In 1730–31 Young delivered lectures in Edinburgh on medicine and surgery, a copy of which is in the RCPE library. His surgical background and the influence of his Rankenian friends are apparent throughout his lectures; he repeatedly emphasises the need to rely on observed rather than inferred phenomena before reaching conclusions. His philosophy of medicine based on observation and experience is very much in the tradition of Thomas Sydenham (1624–1689), the English physician who emphasised careful observation and objective characterisation of disease. The lectures provide a comprehensive account of contemporary medical, and some surgical practice but also deal with contemporary theories about nerve and muscle function. Young was well versed in the literature of the day and analysed the theories of James Keill (1673–1719), the Edinburgh physician and anatomist, Daniel Bernoulli (1700–1782) the Swiss mathematician and physician, John Mayow (1641–79), who had devised the 'gunpowder theory' of muscle function. He was sceptical about the iatromechanical theories of Herman Boerhaave (1668–1738) and Thomas Willis (1621–75).
The lectures were documented by his pupil Robert Whytt (1714–1766), and their influence on his thinking on nerve and muscle function is apparent in Whytt's Essay on the Vital and Other Involuntary Motions of Animals published in 1751.

=== Treatise on opium ===

The treatise was published 1753 as a response to an important paper on opium published in 1742 by Young's Edinburgh contemporary Charles Alston (1683–1760), professor of botany and materia medica.

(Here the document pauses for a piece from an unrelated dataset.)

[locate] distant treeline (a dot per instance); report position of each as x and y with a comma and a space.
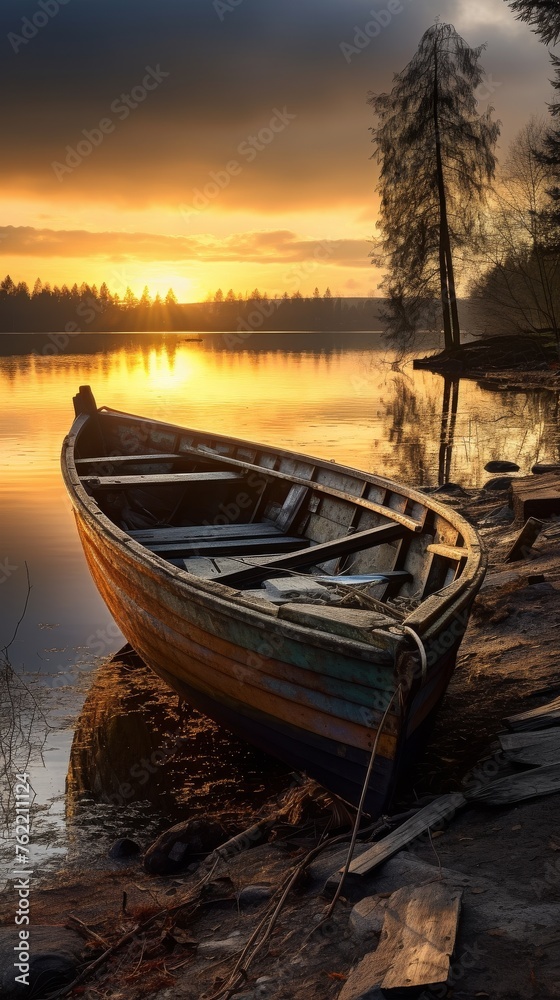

Alston described opium's history and its preparation from poppies he had grown, the first person in Britain to have done so. Young took exception to Alston's conclusion that 'opium does more honour to medicine than any other remedy whatever' and counters this by emphasising the risks '...that I may prevent such mischief as I can, I here give it as my sincere opinion... that opium is a poison by which great numbers are daily destroyed.' In 41 chapters he provides a comprehensive account of the indications for the drug including its complications. True to his reputation he is critical about writers whose knowledge of the drug is based on chemical or animal experiments rather than clinical practice.
The treatise is a detailed, balanced and valuable guide to prevailing knowledge and practice.

=== Young's apprentice James Hill ===

James Hill (1703–1776) was apprenticed to George Young in 1723 and went on to work as a surgeon in Dumfries. In 1772 he published Cases in Surgery which was in effect an account of cases that he had treated over a working lifetime in surgery including head injuries. Hill had been taught by Young the value of observation and the need for scepticism. Hills's series of head injuries which he had treated were the best published in the eighteenth century. Hill's ability to clinically diagnose cerebral compression from bleeding following head injury enabled him to treat this successfully by directed trephine and drainage. His writing was an important addition to the increasing understanding of the basis of the management of head injury, and was being quoted 100 years after publication.

== Legacy ==

Young was recognised by Whytt (and presumably by other contemporaries) as a sceptic and empiric, and, in his discussions with fellow Rankenians may well have influenced the early thoughts on the doctrine of empiricism developed by David Hume and that of scepticism with which he is associated. The similarities between Young's lectures and what became Hume's analysis of causation, probability, and practice are striking. His influence on Hill and Whytt was considerable and his son, Thomas Young became Professor of Midwifery at Edinburgh, and was credited with setting up, at his own expense, the first lying-in ward in Scotland in Edinburgh Royal Infirmary. Young's reputation may have been damaged by his actions leading up to the divorce of his son George. His philosophy is summarised in his entry in the Dictionary of eighteenth-century British philosophers.